I set those aside and turned to my doughnut, which I cut "bagel style" to imitate an English muffin. The strawberries actually seemed like a good ham substitute (is that the first time anyone's ever said that? I hope so), so I was feeling pleased. I also had at least another hour before the boyfriend would be home, and I couldn't bring myself to open the can of vanilla frosting. So, instead, I found a good use for it: holding open the Martha Stewart Baking Handbook to the page that has a recipe for buttercream frosting.

It's not adventure night in my kitchen unless an unholy mess is made, and this frosting was just the thing to help with that. Martha's recipe calls for:

4 egg whites (real eggs, not Cadbury, though that would make a very interesting addition)
1 1/4 cups of sugar
3 sticks of room-temperature butter
1 teaspoon of vanilla.

I halved the recipe and put the eggs and sugar into a metal bowl over simmering water. You're supposed to whisk it constantly while waiting for it to heat to 160. I'm not exactly sure how you're supposed to measure the temperature while you're engaged in whisking, but I did the best I could.

After it reached the Temperature of Safety, I removed it from the heat and beat it for at least 5 minutes on high, "until it's fluffy and cooled," before adding the butter one lump at a time. Then, vanilla. Voilà, super-tasty, very, very bad for you frosting.

It was time to deal with the eggs. So that the insides seem more like real eggs, you're supposed to melt the Cadburys just slightly before applying them. I put them on parchment paper in an oven that was heating (for another purpose) to 375, because I believe that parchment paper means you don't have to wash the pan later. (I also think this about kitchen floor mats and sweeping). After only a minute, the eggs were very melty, and I discovered something: just like regular eggs, if you hold the Cadbury Creme Egg at the top and bottom tips, it won't shatter (though you will get a considerable amount of melted chocolate on your fingers, which will make you start to think this is the Best Idea Ever).

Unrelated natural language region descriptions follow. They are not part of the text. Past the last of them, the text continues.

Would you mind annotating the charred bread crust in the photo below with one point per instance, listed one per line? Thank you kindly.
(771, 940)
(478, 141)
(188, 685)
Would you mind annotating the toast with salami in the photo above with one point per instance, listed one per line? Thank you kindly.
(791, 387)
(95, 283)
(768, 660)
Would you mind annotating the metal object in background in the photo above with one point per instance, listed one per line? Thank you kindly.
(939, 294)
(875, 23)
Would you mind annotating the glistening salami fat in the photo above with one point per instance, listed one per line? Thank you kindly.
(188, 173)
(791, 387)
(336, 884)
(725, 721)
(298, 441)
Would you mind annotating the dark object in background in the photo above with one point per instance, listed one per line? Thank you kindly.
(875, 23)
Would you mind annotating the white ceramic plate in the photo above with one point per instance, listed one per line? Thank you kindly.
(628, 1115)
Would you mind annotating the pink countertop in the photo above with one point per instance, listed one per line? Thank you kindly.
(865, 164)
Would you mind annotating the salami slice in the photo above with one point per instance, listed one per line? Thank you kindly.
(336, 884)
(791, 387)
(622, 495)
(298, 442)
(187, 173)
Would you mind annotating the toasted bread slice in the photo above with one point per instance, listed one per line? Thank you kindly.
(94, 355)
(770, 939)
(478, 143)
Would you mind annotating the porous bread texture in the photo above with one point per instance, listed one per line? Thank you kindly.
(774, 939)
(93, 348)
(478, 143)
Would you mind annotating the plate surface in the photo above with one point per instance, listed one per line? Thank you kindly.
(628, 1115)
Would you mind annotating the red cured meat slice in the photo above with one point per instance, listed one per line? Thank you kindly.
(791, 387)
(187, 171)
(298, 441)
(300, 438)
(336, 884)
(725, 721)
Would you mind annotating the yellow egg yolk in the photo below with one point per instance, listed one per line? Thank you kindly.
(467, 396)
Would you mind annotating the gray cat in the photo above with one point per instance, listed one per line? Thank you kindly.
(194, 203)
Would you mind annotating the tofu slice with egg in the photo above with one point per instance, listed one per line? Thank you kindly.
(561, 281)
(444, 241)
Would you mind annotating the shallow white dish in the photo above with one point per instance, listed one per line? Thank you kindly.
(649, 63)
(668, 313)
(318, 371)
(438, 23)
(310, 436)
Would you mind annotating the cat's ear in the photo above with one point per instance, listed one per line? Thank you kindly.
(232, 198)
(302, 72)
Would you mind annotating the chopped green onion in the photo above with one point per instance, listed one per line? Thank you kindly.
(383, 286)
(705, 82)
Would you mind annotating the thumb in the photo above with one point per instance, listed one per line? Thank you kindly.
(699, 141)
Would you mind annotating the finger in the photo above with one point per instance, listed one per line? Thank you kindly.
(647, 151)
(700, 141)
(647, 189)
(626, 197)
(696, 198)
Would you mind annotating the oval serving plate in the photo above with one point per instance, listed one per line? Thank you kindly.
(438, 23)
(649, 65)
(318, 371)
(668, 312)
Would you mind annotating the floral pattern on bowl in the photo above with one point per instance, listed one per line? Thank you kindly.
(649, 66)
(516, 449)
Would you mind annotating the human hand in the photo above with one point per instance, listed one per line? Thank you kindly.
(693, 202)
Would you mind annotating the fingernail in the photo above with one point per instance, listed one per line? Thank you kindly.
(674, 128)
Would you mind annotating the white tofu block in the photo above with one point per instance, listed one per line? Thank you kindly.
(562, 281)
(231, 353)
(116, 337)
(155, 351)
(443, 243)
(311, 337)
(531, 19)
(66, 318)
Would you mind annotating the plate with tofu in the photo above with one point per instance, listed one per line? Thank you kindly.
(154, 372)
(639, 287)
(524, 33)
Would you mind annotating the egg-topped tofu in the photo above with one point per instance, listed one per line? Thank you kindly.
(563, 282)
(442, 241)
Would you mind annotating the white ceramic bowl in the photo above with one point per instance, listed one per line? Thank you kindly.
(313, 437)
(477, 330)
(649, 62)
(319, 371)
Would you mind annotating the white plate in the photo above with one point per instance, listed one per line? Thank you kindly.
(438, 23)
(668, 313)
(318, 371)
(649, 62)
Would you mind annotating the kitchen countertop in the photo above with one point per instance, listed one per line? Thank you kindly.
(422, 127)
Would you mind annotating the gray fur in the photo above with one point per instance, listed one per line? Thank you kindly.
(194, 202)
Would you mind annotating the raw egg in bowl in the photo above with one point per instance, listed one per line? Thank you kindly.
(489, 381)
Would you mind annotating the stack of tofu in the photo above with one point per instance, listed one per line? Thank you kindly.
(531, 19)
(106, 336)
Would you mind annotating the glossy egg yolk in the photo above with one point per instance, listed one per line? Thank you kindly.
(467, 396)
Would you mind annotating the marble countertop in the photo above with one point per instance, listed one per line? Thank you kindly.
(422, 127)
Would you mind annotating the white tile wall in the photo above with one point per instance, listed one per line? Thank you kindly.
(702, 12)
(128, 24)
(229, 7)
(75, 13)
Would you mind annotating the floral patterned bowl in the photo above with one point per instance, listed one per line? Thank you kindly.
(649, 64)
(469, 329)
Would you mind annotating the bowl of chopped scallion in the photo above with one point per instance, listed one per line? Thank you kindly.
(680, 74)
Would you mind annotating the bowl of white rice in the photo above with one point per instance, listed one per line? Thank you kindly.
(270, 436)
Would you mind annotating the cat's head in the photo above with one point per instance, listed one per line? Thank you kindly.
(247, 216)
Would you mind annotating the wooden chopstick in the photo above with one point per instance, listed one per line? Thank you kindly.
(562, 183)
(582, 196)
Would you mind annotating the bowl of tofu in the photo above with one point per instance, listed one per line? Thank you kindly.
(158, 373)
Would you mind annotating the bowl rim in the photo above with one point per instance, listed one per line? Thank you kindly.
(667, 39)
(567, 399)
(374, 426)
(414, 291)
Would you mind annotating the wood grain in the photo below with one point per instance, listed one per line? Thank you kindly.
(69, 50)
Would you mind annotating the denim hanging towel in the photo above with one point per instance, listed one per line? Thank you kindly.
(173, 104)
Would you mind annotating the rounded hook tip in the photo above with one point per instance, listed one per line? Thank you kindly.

So, the eggs went onto the muffins:

Then came the frosting, and here's the finished product, complete with red sprinkles and Peep overseer:

Now, there's one problem here that I feel CakeSpy/SeriousEats didn't address, which is the unpredictable length of a full-on holiday Catholic Mass. So, by the time my taste-tester arrived (no way was I eating this unsupervised), the eggs had hardened again, which meant no gushing yolks.

That's all right, though, as what we basically learned was that it was better to avoid the sugar-bomb centers of the eggs altogether and instead enjoy the doughnut-buttercream-strawberries combo with a hint of chocolate. It's a little less sinful that way, but it's also less likely to encourage your stomach to make the ultimate sacrifice.